A Spanish exporters association moved to stay proceedings in one of its Court of International Trade cases pending the resolution of another one of its CIT cases, both concerning countervailing duty administrative reviews on ripe olives from Spain. The case the association moved to stay concerns the first administrative review, and shares much of the same fact pattern in the other case, Asociacion de Exportadores e Industriales de Aceitunas de Mesa et al v. United States. The association believes staying the case would narrow the issues for the court to decide on, specifically "(i) whether Commerce’s interpretation and application of Section 771B of the Tariff Act of 1930 was lawful with respect to the attribution of grower subsidies to processors of the subject merchandise; and (ii) whether Commerce’s interpretation and application of Section 771(5A)(D)(i) of the Tariff Act of 1930 was lawful in relation to BPS and Greening support payments." Both the U.S. and the defendant-intervenor Musca Family Olive Company stated that they do not oppose the motion (Asociacion de Exportadores e Industriales de Aceitunas de Mesa et al v. United States, CIT #21-00338).
A seafood importer, Kendell Seafood Imports, can't skirt a more than $2.5 million bill for shipments of Chilean sea bass it ordered from fishing company Chilean Sea Bass Inc., the latter company said in an Aug. 16 complaint at the U.S. District Court for the District of Rhode Island. Since Kendell entered into a contract in good faith for over $5 million in sea bass for 2019-2020 and has only paid a fraction of that total price tag, the importer must pay the remainder of the bill, CSB said (Chilean Sea Bass Inc. v. Kendell Seafood Imports, Inc., D.R.I. #21-00337).
The Court of International Trade stayed proceedings in Stanley Black & Decker's case challenging the Section 232 steel and aluminum tariff expansion to include steel "derivative" products pending the PrimeSource Building Products v. U.S. case at the U.S. Court of Appeals for the Federal Circuit. In back-to-back orders on Aug. 18, the court also issued a preliminary injunction against Stanley's entries subject to the steel derivatives tariffs (Stanley Black & Decker v. U.S., CIT #21-00262). Seeing as the PrimeSource case is the case on the forefront of the Section 232 steel derivatives tariff question, resolution of Stanley's case will wait until its appeal is settled. "The ultimate resolution of the PrimeSource case will likely resolve this matter without the necessity of going to trial, or, alternatively, it may narrow the issues in dispute," Stanley's motion for the stay said (see 2108030067).

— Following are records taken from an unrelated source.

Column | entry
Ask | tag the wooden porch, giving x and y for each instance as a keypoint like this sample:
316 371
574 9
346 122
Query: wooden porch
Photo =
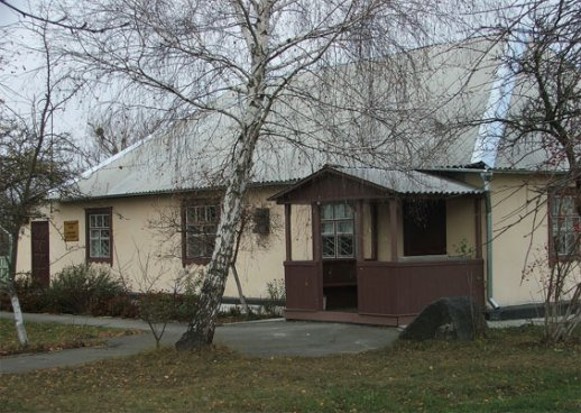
374 258
387 293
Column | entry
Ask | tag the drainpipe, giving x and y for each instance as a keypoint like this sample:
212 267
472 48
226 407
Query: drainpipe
486 176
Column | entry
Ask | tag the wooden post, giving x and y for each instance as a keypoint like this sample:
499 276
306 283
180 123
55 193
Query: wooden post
393 228
478 226
373 214
287 231
359 231
316 214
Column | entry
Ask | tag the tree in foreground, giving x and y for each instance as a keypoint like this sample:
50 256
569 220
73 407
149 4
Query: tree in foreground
33 160
243 61
547 67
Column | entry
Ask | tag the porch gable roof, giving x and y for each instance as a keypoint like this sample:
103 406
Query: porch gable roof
338 182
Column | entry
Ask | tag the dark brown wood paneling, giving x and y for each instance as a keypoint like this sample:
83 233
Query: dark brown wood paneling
421 283
406 288
377 288
339 273
333 187
303 285
40 252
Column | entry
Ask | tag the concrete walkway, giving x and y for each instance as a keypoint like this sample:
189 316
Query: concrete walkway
258 338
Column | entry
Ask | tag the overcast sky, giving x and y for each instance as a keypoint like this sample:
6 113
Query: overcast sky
20 83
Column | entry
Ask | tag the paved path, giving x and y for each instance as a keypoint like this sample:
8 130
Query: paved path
259 338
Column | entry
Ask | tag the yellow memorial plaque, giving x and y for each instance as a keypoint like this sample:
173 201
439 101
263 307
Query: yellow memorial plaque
71 231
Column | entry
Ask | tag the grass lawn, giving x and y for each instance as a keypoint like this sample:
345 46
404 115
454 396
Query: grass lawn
508 372
53 337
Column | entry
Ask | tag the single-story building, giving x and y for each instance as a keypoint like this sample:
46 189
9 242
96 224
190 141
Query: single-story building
438 208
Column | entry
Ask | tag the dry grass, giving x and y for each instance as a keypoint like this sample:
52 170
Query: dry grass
507 372
53 337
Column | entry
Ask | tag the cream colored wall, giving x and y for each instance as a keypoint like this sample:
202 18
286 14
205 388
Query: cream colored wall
460 226
147 246
518 208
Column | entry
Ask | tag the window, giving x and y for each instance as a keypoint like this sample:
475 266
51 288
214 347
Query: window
565 226
337 231
201 223
424 227
99 235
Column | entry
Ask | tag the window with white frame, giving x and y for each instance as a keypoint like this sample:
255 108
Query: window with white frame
99 235
201 223
337 230
565 226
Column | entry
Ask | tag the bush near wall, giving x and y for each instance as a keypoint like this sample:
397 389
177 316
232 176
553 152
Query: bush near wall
78 289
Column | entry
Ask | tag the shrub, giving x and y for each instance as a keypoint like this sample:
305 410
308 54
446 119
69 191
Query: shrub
84 289
276 297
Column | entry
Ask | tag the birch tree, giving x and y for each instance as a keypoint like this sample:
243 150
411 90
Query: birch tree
236 58
544 130
33 160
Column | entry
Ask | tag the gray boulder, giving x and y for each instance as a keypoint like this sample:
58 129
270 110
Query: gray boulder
457 318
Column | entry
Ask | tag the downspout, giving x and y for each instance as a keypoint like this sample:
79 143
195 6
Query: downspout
486 176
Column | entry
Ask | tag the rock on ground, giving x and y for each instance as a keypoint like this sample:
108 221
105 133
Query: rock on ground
450 318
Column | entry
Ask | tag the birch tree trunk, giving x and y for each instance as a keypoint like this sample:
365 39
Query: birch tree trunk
8 283
200 331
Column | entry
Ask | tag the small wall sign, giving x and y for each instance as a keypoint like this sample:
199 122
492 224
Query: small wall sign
71 231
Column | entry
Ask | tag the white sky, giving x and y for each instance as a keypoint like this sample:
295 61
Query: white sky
20 83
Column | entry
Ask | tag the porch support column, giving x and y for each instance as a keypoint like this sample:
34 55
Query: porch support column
316 214
478 226
287 231
359 230
393 228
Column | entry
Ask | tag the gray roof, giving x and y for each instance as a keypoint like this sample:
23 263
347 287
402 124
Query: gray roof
363 117
411 182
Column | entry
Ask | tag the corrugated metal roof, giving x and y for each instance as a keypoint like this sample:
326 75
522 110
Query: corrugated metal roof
410 182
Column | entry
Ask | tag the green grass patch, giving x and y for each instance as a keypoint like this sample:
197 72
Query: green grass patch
509 372
53 337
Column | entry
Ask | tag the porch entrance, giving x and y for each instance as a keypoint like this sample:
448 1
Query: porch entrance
383 246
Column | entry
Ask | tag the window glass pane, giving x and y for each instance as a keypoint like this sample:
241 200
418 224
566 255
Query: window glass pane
328 228
200 230
565 225
211 214
95 250
339 211
329 246
345 244
343 211
327 211
345 227
105 248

OtterBox's victory in a Court of International Trade case setting a lower duty rate in a customs challenge on smartphone covers cannot be extended to a prior disclosure made by OtterBox, CIT said in an Aug. 18 opinion. Judge Claire Kelly ruled that the court did not have the jurisdiction to make the determination that entries not part of the Summons of the case should be reliquidated.
Jorge Nobrega, chief executive of Achabal Technologies, was charged with conspiracy to violate the International Emergency Economic Powers Act and commit money laundering, according to an Aug. 16 complaint filed at the U.S. District Court for the Southern District of Florida. Nobrega was charged in particular with violating the sanctions on Venezuela by repairing Venezuelan Air Force combat aircraft without an authorization (United States of America v. Jorge Nobrega, S.D. Fla. #21-03590).